The Winter’s Tale marks a change in style for Shakespeare’s playing company, in what are commonly known as the ‘late’ plays. It is structured as a tragicomedy between Acts I-III and V, with a highly contrasting Act IV that appears to be on the margins or even separate to the main plot. This characteristic has hindered the amount of analytical work conducted to-date on the music within the play. Despite there being upward of six songs contained in the 1623 Folio, they continually defy classification, or sit noticeably aside from the plotline of the major characters. I suggest that we can determine the dramaturgical purpose of this music if we pay more careful attention to the rural festival that sits very clearly in the middle of the play: a festival of sheep shearing in Act IV which is usually classified as an interlude or relief from the traumatic main plot. My analysis of The Winter’s Tale aims to highlight the significance of the sheep shearing as a ritual of hospitality celebrated at the onset of summer in early modern England. I will demonstrate how music for sheep shearing generates a sense of communitas between audience and performers that provides a means for Shakespeare and the King’s Men to push the play toward a restorative ending.

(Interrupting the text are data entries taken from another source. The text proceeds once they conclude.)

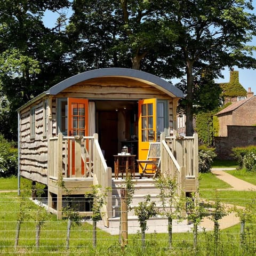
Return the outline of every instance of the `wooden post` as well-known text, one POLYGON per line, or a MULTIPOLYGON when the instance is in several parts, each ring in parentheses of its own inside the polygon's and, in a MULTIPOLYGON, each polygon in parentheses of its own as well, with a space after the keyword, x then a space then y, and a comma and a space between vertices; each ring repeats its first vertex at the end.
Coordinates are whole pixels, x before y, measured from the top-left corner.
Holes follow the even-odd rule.
POLYGON ((179 175, 178 181, 178 194, 180 195, 181 190, 183 188, 184 185, 184 181, 185 177, 186 169, 184 167, 184 159, 183 159, 183 140, 176 139, 176 149, 177 149, 177 160, 180 168, 180 173, 178 173, 179 175))
MULTIPOLYGON (((59 133, 58 135, 58 149, 57 149, 57 166, 58 172, 58 182, 60 182, 62 178, 62 133, 59 133)), ((61 219, 61 212, 62 208, 62 188, 58 185, 58 194, 57 194, 57 218, 61 219)))
POLYGON ((127 208, 127 191, 121 188, 121 247, 123 249, 128 243, 128 212, 127 208))
POLYGON ((77 178, 82 177, 81 140, 82 138, 82 136, 75 137, 75 176, 77 178))
POLYGON ((165 174, 170 171, 166 170, 166 159, 164 159, 164 146, 162 141, 164 140, 165 141, 165 134, 164 132, 161 132, 160 134, 160 163, 161 165, 161 172, 162 174, 165 174))
POLYGON ((199 188, 198 180, 198 135, 197 133, 193 134, 193 174, 195 175, 195 182, 196 188, 196 198, 199 198, 199 193, 198 188, 199 188))

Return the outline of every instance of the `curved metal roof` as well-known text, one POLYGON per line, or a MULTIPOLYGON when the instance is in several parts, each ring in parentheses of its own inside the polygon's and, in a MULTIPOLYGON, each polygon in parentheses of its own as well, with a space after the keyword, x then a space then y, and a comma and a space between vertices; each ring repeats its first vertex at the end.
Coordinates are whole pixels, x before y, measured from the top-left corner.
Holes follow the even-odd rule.
POLYGON ((66 88, 77 83, 97 77, 105 76, 119 76, 141 81, 162 90, 167 94, 181 98, 183 92, 165 80, 151 74, 130 68, 107 68, 86 71, 53 86, 45 92, 45 93, 56 95, 66 88))
POLYGON ((56 95, 77 83, 89 79, 107 76, 126 77, 131 79, 138 80, 157 88, 171 97, 177 98, 183 97, 183 92, 181 90, 165 80, 151 74, 130 68, 106 68, 86 71, 63 80, 47 91, 35 97, 17 110, 20 111, 45 95, 56 95))

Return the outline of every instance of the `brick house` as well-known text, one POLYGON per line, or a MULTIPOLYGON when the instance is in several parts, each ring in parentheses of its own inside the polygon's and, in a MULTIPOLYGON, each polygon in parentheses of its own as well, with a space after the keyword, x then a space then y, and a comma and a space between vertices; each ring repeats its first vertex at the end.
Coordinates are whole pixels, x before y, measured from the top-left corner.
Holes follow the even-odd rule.
POLYGON ((249 88, 247 98, 218 112, 219 136, 228 136, 228 125, 251 126, 256 124, 256 97, 249 88))
POLYGON ((232 148, 256 145, 256 96, 249 88, 247 98, 218 112, 219 136, 214 137, 219 159, 230 159, 232 148))

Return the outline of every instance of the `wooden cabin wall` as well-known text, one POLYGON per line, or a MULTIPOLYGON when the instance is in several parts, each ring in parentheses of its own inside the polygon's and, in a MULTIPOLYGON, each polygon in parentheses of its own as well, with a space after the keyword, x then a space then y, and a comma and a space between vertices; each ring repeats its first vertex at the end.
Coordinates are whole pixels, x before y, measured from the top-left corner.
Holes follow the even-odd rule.
POLYGON ((177 99, 173 99, 164 92, 151 85, 138 81, 127 82, 124 78, 113 79, 111 77, 99 78, 81 82, 70 86, 61 92, 62 97, 85 98, 86 99, 119 100, 138 100, 157 98, 169 100, 169 133, 173 135, 176 131, 176 107, 177 99))
POLYGON ((47 138, 43 134, 43 101, 35 106, 35 138, 30 137, 30 108, 20 113, 20 170, 21 176, 47 184, 47 138))
POLYGON ((57 115, 56 113, 56 98, 52 99, 52 137, 55 137, 58 135, 57 131, 57 115))

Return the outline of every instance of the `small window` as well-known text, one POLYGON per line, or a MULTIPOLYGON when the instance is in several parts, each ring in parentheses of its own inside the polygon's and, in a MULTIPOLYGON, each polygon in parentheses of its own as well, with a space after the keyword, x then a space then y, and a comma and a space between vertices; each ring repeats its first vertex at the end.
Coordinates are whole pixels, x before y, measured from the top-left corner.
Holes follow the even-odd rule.
POLYGON ((47 131, 48 130, 48 101, 47 100, 44 101, 44 136, 46 136, 47 131))
POLYGON ((160 136, 161 132, 168 134, 168 101, 164 100, 157 100, 157 135, 160 136))
POLYGON ((30 138, 35 138, 36 130, 36 113, 35 107, 32 107, 30 109, 30 138))
POLYGON ((237 96, 237 101, 239 100, 244 100, 246 97, 245 96, 237 96))
POLYGON ((58 132, 63 135, 68 134, 68 99, 58 99, 57 102, 58 132))

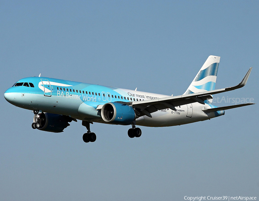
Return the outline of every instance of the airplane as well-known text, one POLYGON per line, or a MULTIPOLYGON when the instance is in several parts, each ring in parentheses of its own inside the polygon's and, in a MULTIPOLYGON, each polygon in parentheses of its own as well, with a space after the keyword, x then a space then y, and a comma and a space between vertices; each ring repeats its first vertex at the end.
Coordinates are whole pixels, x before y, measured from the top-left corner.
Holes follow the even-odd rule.
POLYGON ((34 129, 63 132, 72 121, 82 121, 87 132, 85 142, 93 142, 96 135, 90 130, 94 122, 131 125, 130 138, 141 135, 137 125, 172 126, 190 123, 224 115, 224 110, 255 104, 247 103, 217 107, 213 95, 243 87, 250 68, 241 82, 234 87, 215 89, 220 57, 209 57, 185 92, 175 96, 106 87, 49 78, 23 78, 4 93, 7 101, 33 110, 34 129))

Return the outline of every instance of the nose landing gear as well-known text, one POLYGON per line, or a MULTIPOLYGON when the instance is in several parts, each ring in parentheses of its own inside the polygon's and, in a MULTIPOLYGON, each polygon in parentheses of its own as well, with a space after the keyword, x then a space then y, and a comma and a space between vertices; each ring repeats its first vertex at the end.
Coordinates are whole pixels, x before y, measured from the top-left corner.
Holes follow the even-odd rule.
POLYGON ((82 125, 85 126, 87 129, 87 132, 83 136, 83 140, 86 143, 89 142, 93 142, 96 140, 96 135, 94 133, 91 132, 90 130, 90 122, 86 121, 82 121, 82 125))
POLYGON ((33 114, 35 115, 36 122, 33 122, 31 125, 32 127, 34 129, 39 128, 40 127, 39 123, 40 116, 42 112, 41 110, 34 110, 33 114))
POLYGON ((128 131, 128 135, 131 138, 133 138, 135 137, 139 138, 141 136, 141 129, 139 128, 136 128, 134 123, 133 123, 132 125, 132 128, 130 128, 128 131))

Kathryn Roberts Parker is a musician and performance researcher, currently in the final completion stage of her PhD at The University of Sydney. Kathryn is a scholar with the Australian Research Council Centre of Excellence for the History of Emotions, exploring music and festival culture in Shakespeare’s comedies. In 2014, Kathryn studied a Masters in Shakespeare Studies at King’s College London and Shakespeare’s Globe Theatre on the John Monash Scholarship, now recognised as Australia’s most prestigious award for international postgraduate study. Kathryn has worked as a dramaturg for ABC Radio National and Shakespeare’s Globe Theatre and is a co-founder of Matriark Theatre. Kathryn was the winner of the 2019 Veronica Kelly prize at the ADSA conference. In 2021 Kathryn will be moving to Newcastle University in the UK to take up a Marie-Skodowska Curie Fellowship, researching ‘A Performance History of Morris Dancing: Music and Musicians 1550-1700’.